The officers already had to deal with 12,000 cases this year, with minors upload videos and explicit pictures online as part of a new trend of self-produced child exploitation material & # 39; adopted by predators.
The pedophiles convince their victims to carry the material, in one case claiming to be a dance instructor, and then turn the tables to blackmail the children soon after.
Due to the advancement of social media platforms, the police are struggling to keep up with the amount of child exploitation material that is published online.
The victim-based crime manager of the Australian Federal Police, Commander Lesa Gale, met with A Current Affair to discuss the growing issue of self-produced material.
"There are Australian children who now carry self-produced images of themselves, possibly while their parents are sitting in the living room with them," he said.
"The number is so great that my team is really struggling to keep up with the volume and speed of this, we can not keep up, to be frank."
So far, in 2018, the police have investigated 12,000 complaints of abuse, and each of them contains potentially thousands of videos or images.
The Office of the Commissioner eSafety recently published a report that showed that one in four young Australians is targeted by strangers online.
The commissioner of eSafety, Julie Inman Grant, said that it is a statistic that must be addressed.
The predators convince their victims to carry the material (in one case, by saying that they are dance instructors) and then turn the tables and blackmail the children.
"Negative online experiences not only affect young people, therefore, it is essential that we inculcate the skills and strategies to face difficult online experiences from an early age." Online safety is a lifelong journey, not a destination, "he said.
Ms. Gale said that social media applications and platforms allowed predators to prepare unsuspecting children more quickly than in the past.
Current Affair was shown a case study of a teenager that an online predator prepared and then blackmailed, first captivating her to send a compromising image.
In this case, the girl was contacted by someone posing as a woman who was organizing a dance competition and requested videos of the girl's performance.
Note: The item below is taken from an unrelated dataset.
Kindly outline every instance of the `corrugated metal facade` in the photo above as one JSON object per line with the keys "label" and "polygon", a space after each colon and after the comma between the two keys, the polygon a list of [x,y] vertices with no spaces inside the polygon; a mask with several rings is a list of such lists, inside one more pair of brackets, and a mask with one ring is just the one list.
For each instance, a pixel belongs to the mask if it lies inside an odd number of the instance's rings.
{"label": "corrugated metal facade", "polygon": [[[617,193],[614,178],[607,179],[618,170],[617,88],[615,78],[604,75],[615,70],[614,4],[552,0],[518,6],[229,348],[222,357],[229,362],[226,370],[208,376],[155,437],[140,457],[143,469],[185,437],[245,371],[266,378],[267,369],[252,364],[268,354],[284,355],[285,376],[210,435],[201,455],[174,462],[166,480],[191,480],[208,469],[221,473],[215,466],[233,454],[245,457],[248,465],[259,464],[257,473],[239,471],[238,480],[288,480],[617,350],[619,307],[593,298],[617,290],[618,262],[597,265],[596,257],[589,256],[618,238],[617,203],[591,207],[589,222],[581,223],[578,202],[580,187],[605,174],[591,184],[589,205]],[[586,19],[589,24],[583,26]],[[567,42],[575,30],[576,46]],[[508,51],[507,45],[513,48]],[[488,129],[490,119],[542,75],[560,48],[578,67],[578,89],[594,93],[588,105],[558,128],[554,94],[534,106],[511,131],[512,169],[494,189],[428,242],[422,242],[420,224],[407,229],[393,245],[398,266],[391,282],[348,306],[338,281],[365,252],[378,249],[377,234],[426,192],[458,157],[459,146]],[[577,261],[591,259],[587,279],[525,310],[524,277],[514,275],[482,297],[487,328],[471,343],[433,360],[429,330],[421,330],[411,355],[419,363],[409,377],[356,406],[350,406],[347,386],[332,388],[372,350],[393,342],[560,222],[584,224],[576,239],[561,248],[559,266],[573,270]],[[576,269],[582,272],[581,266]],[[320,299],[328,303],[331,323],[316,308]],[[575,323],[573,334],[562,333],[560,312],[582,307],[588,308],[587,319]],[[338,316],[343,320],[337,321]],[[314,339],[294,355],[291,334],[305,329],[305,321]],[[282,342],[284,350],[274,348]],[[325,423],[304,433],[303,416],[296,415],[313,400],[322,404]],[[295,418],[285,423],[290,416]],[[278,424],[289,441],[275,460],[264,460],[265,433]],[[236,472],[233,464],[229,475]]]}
Soon, the predator was telling the girl to record a video that would be "taking away the pjs and putting them back."
ESafety Commissioner Julie Inman Grant says statistics must be addressed while police struggle to keep up with the volume of cases
Ms. Gale says that social networks are allowing predators to prepare unsuspecting children in a faster way than in the past
Many of the predators will resort to blackmail as soon as they have received a compromising image, threatening to share it with the victim's friends and family online.
The advice for the victims is to go to the parents and the authorities immediately, before things get out of control.
One of the worst cases in Australian history is convicted child sex offender Fabian Roy Meharry, 27, who pleaded guilty to 193 counts of rape, child pornography and animal pornography in 2016.
The high-profile BMX cyclist was found guilty of forcing young children to perform horrible sexual acts on themselves, on animals and on their own family members, which he filmed as part of sickly pornography movies.
He then extorted the victims to perform more depraved acts in front of the camera.
While sentenced to 12 years in prison, the judge described Meharry as "a monster of depravity." His sentence was later appealed and increased to 22 years.
A previous report from the Office of the Commissioner eSafety found that 60% of parents are concerned about the risks their children face online.
The research also found that 96 percent of Australian parents took some form of action to keep their child safe online in the 12 months through June 2016.
"The vast majority of parents are proactive, but they need help – more than a third of parents say they need information about online safety," said Acting Commissioner Andree Wright at the time.